Manipulating Parts with an Array of Pins: A Method and a Machine

Abstract
This article investigates the manipulation of polygonal parts using a simple device consisting of a grid of retractable pins mounted on a vertical plate. This “Pachinko machine” is intended as a reconfigurable parts feeder for flexible assembly. A part dropped on this device may come to rest on the actuated pins, bounce out, or fall through. The authors propose a novel algorithm for part reorientation. Its input consists of the shape of a part, its initial position and orientation, and a goal configuration, and its output is a sequence of pin actuations that will bring the part to the goal configuration.

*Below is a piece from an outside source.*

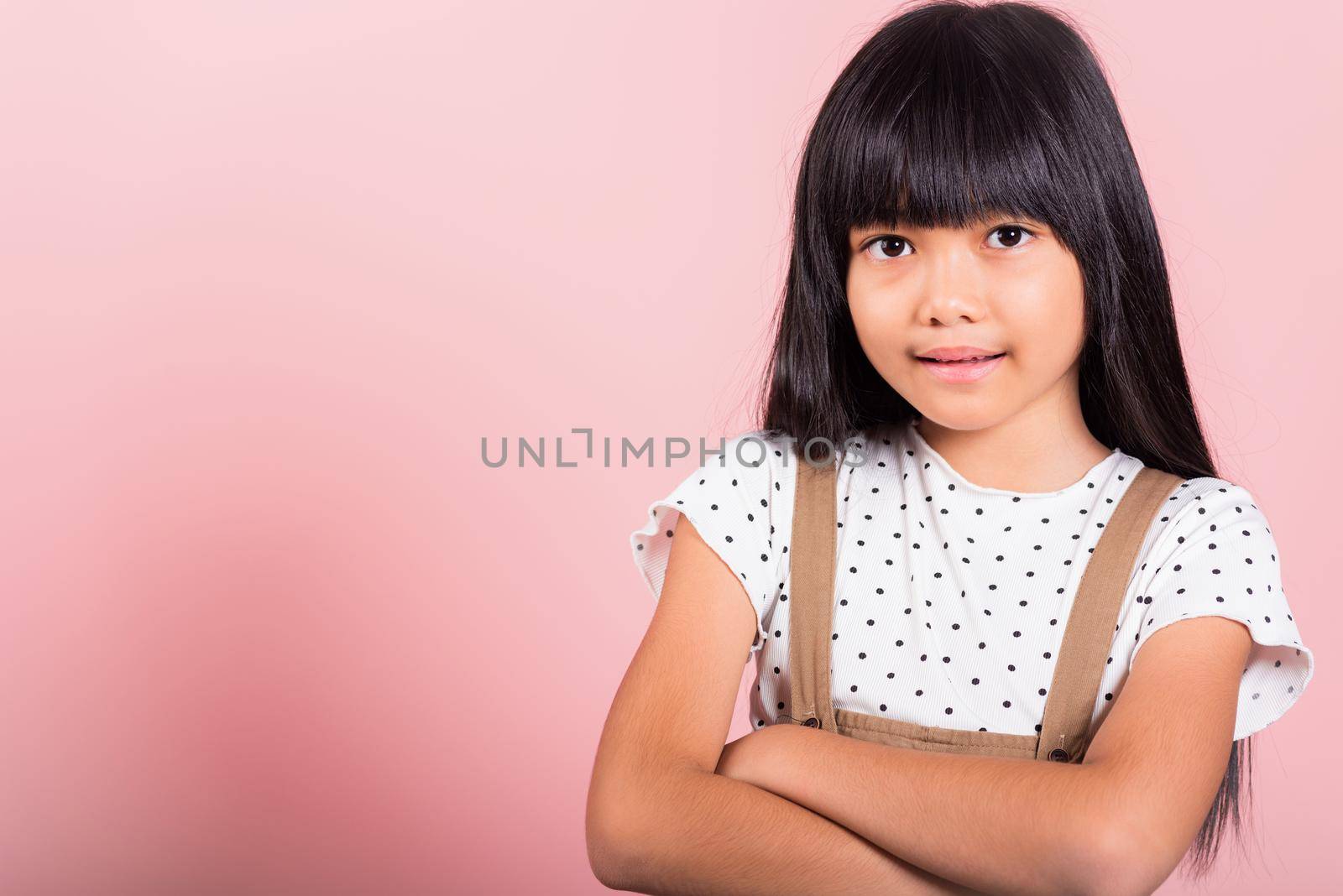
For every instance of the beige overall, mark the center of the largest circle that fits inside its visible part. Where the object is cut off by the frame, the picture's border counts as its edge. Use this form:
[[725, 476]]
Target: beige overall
[[1081, 658]]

The proposed approach does not attempt to predict the part motion between the equilibria associated with the active pins in the output sequence; instead, it constructs the capture region of each equilibrium (i.e., the maximal subset of the part’s configuration space such that any motion starting within it is guaranteed to end at the equilibrium). Assuming frictionless contacts and dissipative dynamics, reorienting a part reduces to finding a path from initial to goal states in a directed graph whose nodes are the equilibria and whose arcs link pairs of nodes such that the first equilibrium lies in the capture region of the second one. The proposed approach has been implemented on a prototype of the Pachinko machine, and initial experiments are presented.